Reinforcement Learning for LLMs LLM Reasoning and Architecture Knowledge Retrieval and RAG

Why do search agents beat memorized retrieval on hard questions?

Deep research agents trained on live web search outperform models fine-tuned on static knowledge. Does real-world RL's advantage come from smarter reasoning, or from bypassing the limitations of memorized facts?

Note · 2026-02-21 · sourced from Deep Research

The DeepResearcher paper trains RL agents in live web search environments rather than simulated offline retrieval. The result: these agents outperform models fine-tuned on static knowledge on knowledge-intensive tasks.

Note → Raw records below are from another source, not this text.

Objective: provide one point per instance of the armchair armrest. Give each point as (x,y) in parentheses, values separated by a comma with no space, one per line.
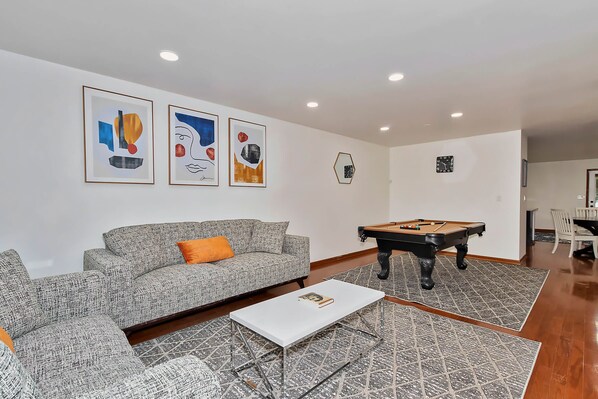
(119,281)
(185,377)
(297,246)
(72,295)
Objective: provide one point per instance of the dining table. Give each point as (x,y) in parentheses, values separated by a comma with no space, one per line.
(589,223)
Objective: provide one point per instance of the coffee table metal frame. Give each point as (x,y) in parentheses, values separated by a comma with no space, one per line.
(257,360)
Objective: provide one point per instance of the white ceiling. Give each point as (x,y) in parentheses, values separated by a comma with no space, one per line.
(507,64)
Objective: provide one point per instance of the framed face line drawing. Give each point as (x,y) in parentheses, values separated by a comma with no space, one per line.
(193,152)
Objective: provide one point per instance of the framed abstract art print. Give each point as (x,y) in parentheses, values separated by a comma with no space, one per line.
(118,137)
(247,153)
(193,147)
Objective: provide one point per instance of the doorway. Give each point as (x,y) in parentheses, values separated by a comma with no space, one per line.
(592,188)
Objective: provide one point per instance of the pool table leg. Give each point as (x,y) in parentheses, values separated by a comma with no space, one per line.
(383,256)
(426,266)
(461,252)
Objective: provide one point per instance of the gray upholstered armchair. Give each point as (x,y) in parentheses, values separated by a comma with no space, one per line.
(66,347)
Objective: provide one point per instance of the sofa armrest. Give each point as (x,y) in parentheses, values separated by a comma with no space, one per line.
(119,281)
(185,377)
(72,295)
(297,246)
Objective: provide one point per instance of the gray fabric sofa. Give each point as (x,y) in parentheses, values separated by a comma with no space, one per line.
(66,347)
(148,279)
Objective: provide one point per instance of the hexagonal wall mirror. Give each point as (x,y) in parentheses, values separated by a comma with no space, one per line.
(344,168)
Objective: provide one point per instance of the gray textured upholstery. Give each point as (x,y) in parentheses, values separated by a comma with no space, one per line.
(15,381)
(268,237)
(119,281)
(68,358)
(20,311)
(176,288)
(185,377)
(82,353)
(67,296)
(138,293)
(255,270)
(237,231)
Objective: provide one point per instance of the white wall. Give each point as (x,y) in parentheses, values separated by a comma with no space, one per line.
(50,216)
(485,186)
(557,185)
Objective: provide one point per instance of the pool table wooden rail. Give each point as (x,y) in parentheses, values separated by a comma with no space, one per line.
(423,243)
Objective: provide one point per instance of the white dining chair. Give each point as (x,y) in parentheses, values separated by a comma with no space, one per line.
(586,212)
(565,229)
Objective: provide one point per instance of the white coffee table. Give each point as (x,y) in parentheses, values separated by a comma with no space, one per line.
(286,321)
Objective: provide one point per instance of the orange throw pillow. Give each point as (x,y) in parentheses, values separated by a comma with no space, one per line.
(4,337)
(206,250)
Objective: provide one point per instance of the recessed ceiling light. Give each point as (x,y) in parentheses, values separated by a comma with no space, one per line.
(395,77)
(169,55)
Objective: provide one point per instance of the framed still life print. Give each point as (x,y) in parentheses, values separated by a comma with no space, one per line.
(118,136)
(193,147)
(247,153)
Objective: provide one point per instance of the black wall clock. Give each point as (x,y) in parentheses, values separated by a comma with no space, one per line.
(445,164)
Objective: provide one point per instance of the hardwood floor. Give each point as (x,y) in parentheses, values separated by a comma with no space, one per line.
(564,319)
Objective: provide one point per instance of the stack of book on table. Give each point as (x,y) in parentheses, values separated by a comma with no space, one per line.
(316,299)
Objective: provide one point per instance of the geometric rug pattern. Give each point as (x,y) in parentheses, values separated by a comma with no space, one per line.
(543,236)
(495,293)
(423,355)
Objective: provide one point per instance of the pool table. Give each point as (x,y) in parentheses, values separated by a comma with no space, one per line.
(423,238)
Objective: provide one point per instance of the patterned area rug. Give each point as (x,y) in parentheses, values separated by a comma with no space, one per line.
(491,292)
(422,356)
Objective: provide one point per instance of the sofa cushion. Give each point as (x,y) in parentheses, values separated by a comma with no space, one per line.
(176,288)
(268,237)
(257,270)
(76,356)
(238,232)
(140,245)
(171,233)
(151,246)
(20,311)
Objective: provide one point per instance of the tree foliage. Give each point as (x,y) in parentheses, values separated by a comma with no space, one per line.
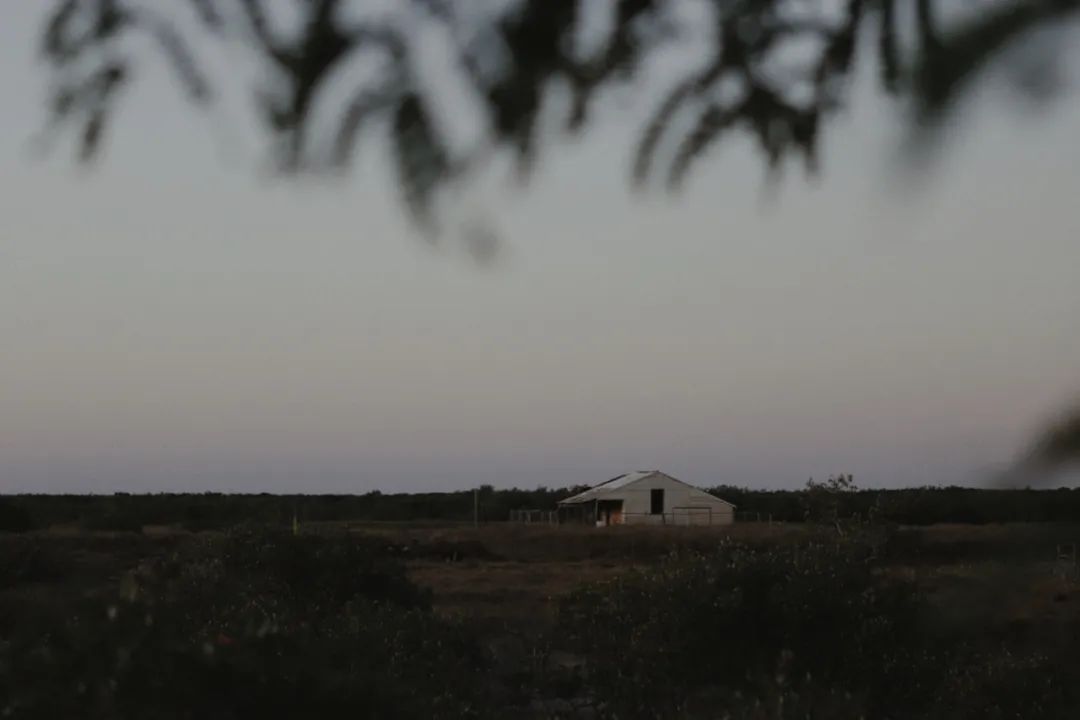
(775,69)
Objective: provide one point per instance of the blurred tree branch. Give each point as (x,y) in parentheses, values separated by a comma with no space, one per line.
(512,54)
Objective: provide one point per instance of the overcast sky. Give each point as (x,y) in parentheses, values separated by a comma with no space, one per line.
(176,321)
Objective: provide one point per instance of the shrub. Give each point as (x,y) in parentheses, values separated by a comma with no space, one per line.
(14,518)
(753,623)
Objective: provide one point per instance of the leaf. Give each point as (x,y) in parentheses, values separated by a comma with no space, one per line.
(421,161)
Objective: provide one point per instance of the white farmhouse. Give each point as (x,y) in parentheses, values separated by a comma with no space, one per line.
(646,498)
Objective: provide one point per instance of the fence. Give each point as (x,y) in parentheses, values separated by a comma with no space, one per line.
(534,516)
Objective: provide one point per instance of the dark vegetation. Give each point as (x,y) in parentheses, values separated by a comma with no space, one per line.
(130,513)
(692,623)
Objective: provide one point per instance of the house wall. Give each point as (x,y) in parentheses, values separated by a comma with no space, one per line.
(683,504)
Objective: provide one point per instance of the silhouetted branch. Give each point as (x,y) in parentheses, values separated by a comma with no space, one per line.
(530,48)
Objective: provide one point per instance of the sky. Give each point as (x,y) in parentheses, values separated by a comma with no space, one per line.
(177,320)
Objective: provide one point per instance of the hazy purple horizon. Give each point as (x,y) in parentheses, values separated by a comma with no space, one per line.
(174,322)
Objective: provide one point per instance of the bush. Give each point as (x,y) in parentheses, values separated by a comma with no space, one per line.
(30,560)
(14,518)
(755,624)
(251,625)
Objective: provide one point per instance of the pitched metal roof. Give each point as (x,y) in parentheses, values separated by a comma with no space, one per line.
(613,484)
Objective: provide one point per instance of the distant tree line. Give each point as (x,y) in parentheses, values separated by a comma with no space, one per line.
(123,512)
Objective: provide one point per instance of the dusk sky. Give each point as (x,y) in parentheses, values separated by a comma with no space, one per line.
(177,320)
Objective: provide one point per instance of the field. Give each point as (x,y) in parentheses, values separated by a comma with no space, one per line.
(552,622)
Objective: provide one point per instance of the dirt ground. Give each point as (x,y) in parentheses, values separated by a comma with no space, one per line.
(983,575)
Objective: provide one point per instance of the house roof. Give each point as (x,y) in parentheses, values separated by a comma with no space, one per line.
(613,484)
(621,481)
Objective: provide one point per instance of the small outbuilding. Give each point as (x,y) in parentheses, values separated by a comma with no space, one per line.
(646,498)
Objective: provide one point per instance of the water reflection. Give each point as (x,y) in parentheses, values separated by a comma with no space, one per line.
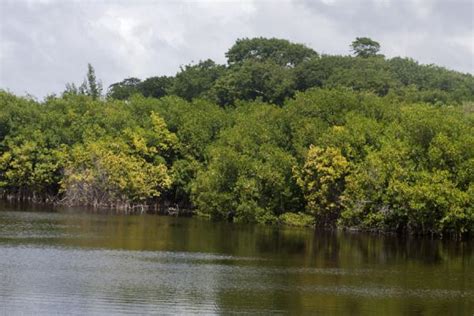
(83,262)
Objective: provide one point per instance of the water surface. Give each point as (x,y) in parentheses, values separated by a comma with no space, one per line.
(79,262)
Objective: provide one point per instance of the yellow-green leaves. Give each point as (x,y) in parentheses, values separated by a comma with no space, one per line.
(322,180)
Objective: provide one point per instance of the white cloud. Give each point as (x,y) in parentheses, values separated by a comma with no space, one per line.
(44,44)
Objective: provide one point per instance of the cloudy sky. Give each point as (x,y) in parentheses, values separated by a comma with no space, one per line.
(46,43)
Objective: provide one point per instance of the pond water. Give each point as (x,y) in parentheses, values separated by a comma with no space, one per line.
(79,262)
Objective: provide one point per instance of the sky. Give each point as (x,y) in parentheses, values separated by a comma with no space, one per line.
(45,44)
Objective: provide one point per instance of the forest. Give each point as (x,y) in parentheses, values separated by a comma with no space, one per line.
(280,135)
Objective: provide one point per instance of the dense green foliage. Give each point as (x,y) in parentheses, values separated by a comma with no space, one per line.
(279,135)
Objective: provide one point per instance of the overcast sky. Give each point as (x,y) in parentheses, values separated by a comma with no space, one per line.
(46,43)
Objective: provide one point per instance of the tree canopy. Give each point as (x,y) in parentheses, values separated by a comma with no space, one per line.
(334,141)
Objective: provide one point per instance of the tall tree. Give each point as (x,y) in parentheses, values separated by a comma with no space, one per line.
(365,47)
(94,87)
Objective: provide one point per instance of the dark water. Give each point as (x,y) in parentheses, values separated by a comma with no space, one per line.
(70,262)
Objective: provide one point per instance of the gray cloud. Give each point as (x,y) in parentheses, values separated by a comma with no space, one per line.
(46,43)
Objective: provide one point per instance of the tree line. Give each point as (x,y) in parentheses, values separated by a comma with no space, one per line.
(280,134)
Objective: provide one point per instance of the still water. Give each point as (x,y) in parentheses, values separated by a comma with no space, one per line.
(78,262)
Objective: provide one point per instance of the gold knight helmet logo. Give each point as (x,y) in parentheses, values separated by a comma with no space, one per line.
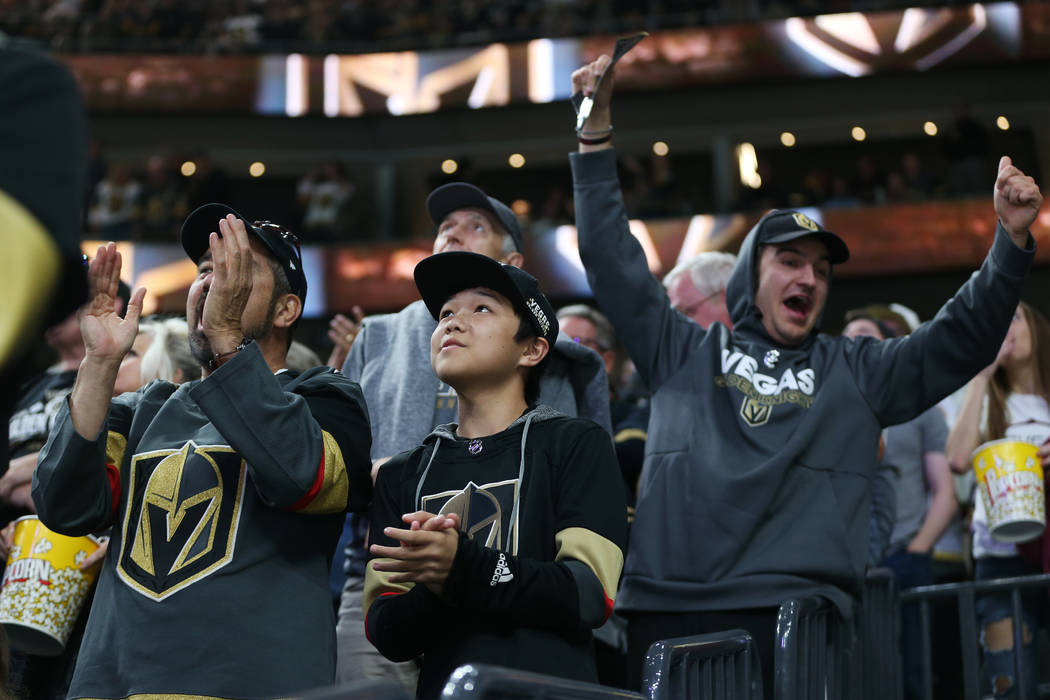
(182,516)
(863,43)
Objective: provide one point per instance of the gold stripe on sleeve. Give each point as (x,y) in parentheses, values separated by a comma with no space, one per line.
(335,485)
(602,555)
(32,268)
(378,582)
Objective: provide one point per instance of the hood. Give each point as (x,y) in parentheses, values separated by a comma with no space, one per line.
(743,281)
(537,415)
(447,431)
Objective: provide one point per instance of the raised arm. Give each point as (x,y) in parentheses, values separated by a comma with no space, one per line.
(572,594)
(657,338)
(76,487)
(902,378)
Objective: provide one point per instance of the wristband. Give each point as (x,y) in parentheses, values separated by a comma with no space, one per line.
(222,358)
(594,142)
(594,138)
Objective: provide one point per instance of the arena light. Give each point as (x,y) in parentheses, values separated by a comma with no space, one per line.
(747,160)
(295,85)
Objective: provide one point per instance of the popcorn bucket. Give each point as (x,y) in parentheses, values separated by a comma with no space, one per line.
(43,587)
(1010,479)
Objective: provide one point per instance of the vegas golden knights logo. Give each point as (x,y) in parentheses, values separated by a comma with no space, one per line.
(486,512)
(182,517)
(754,412)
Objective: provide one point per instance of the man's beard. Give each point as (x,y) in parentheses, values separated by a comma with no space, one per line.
(201,347)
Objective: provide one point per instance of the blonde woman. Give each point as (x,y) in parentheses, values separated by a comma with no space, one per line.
(161,351)
(1007,399)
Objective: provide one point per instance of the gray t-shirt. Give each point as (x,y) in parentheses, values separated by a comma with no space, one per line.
(906,447)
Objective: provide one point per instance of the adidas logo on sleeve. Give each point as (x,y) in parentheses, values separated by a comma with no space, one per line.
(502,573)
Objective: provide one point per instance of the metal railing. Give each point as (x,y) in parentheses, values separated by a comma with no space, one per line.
(365,690)
(711,666)
(812,654)
(877,667)
(965,594)
(479,681)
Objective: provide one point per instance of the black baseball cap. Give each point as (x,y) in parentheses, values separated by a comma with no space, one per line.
(447,198)
(282,244)
(441,276)
(781,226)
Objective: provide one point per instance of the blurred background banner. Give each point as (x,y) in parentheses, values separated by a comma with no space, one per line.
(853,44)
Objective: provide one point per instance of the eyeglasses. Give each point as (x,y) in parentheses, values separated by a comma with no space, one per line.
(285,234)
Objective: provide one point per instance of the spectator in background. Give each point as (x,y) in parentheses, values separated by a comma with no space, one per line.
(163,200)
(925,503)
(697,288)
(868,183)
(114,207)
(301,358)
(208,184)
(1007,399)
(323,197)
(390,358)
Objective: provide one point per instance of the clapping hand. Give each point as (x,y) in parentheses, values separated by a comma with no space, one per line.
(231,284)
(106,335)
(1017,200)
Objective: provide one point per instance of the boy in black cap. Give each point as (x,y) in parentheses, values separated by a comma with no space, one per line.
(500,539)
(226,494)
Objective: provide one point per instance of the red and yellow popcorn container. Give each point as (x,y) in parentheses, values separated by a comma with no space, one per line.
(1010,480)
(43,587)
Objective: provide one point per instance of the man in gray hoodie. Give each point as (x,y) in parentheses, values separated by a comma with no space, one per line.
(756,485)
(391,360)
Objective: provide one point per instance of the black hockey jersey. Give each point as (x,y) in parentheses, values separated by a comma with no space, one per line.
(227,497)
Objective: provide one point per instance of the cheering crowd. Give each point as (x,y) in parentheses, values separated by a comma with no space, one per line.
(488,450)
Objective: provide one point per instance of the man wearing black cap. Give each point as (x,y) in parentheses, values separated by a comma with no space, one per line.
(226,494)
(406,400)
(500,538)
(756,485)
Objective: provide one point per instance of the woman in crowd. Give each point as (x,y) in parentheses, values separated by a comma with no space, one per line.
(161,351)
(1008,399)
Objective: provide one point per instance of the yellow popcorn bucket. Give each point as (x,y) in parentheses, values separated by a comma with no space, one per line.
(1010,480)
(43,587)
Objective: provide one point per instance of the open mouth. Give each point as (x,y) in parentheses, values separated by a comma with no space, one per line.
(798,305)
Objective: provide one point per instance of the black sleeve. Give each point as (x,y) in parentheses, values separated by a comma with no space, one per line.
(396,613)
(575,592)
(307,448)
(77,483)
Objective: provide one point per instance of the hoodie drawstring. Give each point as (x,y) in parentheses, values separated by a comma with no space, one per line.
(419,486)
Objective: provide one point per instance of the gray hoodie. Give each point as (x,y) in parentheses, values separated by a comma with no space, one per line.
(756,485)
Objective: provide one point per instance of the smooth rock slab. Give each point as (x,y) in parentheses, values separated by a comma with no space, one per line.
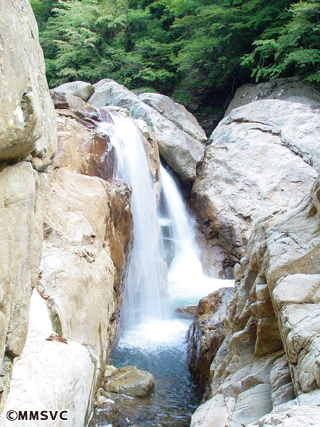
(82,89)
(131,381)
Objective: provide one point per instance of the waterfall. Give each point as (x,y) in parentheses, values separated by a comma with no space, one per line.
(167,235)
(142,294)
(186,279)
(151,339)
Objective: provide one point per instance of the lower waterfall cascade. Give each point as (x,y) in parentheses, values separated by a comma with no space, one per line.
(152,338)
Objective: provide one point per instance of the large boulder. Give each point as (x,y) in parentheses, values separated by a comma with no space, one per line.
(27,122)
(262,158)
(270,349)
(181,149)
(293,90)
(87,241)
(81,89)
(205,334)
(67,366)
(28,140)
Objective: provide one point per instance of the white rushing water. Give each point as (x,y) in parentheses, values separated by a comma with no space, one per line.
(142,296)
(152,340)
(149,320)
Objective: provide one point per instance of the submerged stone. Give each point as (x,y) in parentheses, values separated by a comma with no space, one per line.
(131,381)
(187,312)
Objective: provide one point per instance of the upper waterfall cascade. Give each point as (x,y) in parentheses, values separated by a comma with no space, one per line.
(166,232)
(152,338)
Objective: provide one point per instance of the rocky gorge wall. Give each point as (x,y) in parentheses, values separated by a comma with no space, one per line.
(66,234)
(255,352)
(27,146)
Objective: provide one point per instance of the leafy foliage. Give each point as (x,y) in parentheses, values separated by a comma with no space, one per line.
(196,50)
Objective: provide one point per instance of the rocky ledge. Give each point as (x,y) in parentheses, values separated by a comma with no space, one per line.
(256,356)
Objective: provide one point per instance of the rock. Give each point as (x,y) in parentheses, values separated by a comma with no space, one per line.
(187,312)
(176,113)
(280,271)
(153,156)
(182,153)
(67,369)
(205,334)
(88,230)
(131,381)
(28,133)
(83,150)
(261,159)
(27,122)
(81,89)
(293,90)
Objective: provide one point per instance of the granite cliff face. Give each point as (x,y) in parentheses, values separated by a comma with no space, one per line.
(66,235)
(87,242)
(27,146)
(262,158)
(262,347)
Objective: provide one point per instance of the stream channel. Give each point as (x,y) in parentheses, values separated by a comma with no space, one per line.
(153,339)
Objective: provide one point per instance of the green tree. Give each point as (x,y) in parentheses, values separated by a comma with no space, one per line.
(294,49)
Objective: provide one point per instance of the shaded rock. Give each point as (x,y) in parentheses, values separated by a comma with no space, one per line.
(261,159)
(27,122)
(81,89)
(130,381)
(84,150)
(205,334)
(89,233)
(182,153)
(280,269)
(293,90)
(187,312)
(176,113)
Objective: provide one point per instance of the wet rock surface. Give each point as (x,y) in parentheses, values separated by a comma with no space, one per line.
(262,158)
(182,152)
(205,334)
(28,141)
(130,381)
(269,349)
(78,88)
(187,312)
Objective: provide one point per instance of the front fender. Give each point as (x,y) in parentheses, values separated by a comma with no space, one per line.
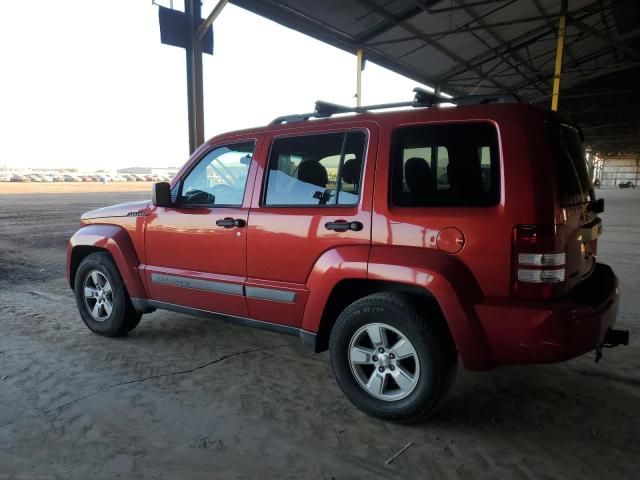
(451,284)
(117,242)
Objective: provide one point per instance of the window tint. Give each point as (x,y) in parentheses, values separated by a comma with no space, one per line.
(219,178)
(321,169)
(441,165)
(573,179)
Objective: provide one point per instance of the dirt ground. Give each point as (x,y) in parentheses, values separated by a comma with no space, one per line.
(190,398)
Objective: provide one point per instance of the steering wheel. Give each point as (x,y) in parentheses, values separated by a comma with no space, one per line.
(223,188)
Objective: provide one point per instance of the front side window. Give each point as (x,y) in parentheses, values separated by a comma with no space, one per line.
(445,165)
(323,169)
(219,178)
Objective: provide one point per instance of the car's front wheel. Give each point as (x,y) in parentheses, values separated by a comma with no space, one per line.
(102,298)
(390,361)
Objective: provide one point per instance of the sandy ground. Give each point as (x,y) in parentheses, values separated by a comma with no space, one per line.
(73,187)
(190,398)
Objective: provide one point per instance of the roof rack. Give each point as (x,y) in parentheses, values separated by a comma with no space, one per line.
(422,98)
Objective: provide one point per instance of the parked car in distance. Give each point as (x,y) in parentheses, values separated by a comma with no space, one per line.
(279,228)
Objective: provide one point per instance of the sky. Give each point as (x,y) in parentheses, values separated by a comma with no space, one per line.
(87,84)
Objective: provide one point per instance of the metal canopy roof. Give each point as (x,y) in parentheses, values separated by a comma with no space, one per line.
(495,46)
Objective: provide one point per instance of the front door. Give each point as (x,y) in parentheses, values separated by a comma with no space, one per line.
(196,250)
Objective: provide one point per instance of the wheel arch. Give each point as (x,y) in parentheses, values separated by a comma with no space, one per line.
(116,242)
(348,291)
(432,279)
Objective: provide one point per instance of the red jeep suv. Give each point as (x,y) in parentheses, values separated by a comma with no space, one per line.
(399,240)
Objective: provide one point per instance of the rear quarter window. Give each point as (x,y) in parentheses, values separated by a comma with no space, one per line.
(445,165)
(573,180)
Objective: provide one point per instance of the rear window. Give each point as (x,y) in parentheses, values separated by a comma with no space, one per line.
(573,178)
(445,165)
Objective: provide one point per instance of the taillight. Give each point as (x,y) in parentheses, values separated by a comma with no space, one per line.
(538,267)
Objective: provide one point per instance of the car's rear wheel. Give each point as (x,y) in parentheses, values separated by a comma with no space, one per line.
(102,298)
(390,361)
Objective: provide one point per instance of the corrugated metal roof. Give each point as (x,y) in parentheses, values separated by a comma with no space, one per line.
(499,46)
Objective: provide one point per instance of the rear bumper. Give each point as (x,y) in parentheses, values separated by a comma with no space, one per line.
(528,332)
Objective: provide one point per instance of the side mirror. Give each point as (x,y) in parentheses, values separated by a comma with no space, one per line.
(161,194)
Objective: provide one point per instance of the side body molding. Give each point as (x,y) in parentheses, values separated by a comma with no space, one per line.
(341,263)
(450,283)
(117,242)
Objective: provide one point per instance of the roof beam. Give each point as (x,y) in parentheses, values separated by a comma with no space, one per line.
(388,24)
(498,38)
(574,22)
(515,44)
(430,41)
(554,30)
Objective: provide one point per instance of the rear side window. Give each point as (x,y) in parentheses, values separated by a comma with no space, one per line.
(573,178)
(445,165)
(323,169)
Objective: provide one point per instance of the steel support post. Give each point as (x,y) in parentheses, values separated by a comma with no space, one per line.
(558,70)
(195,106)
(359,78)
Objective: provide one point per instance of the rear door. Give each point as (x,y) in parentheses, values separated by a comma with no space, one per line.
(578,227)
(315,195)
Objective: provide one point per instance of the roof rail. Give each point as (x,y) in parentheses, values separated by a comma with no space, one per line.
(422,98)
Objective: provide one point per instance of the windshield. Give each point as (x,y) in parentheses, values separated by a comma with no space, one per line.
(573,178)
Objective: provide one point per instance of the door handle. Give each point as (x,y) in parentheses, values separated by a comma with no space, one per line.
(343,226)
(231,222)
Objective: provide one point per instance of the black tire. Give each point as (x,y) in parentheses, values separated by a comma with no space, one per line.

The mechanism is not that real-world RL produces a smarter reasoner — it is that real-world search bypasses the bottleneck that memorized retrieval creates.

Memorized knowledge has two failure modes that real-time search does not share. First, it is temporally bounded: anything that postdates training is simply absent. Second, it is probabilistically compressed: details that appear infrequently in training data are underrepresented or confabulated. Real-time search has neither constraint. When a query requires a specific fact from a recent paper or a niche domain, the search agent retrieves it rather than reconstructing it from training distribution.

This reframes what "knowledge-intensive" means for evaluation. A task that looks hard because it requires obscure facts is not testing reasoning ability — it is testing retrieval coverage. A model that scores poorly may reason perfectly well but have a knowledge gap. The DeepResearcher finding suggests the better benchmark design is to evaluate reasoning under conditions where retrieval is available, not reasoning alone.

The implication for deployment: model capability and retrieval access are substitutes, not complements, for factual tasks. Adding search to a mid-sized model may close the gap with a larger model that lacks search. The investment calculus shifts from training compute toward inference infrastructure.

UR2's difficulty-aware curriculum introduces a refinement: retrieval should be triggered selectively by query difficulty, not always. Easy questions can be answered from parametric knowledge; only hard questions warrant retrieval. This means parametric knowledge and external retrieval are not just substitutes at the system level — they are per-instance alternatives that a trained policy can select between. The per-instance switching policy further shifts the investment calculus toward smart retrieval routing rather than maximum retrieval coverage.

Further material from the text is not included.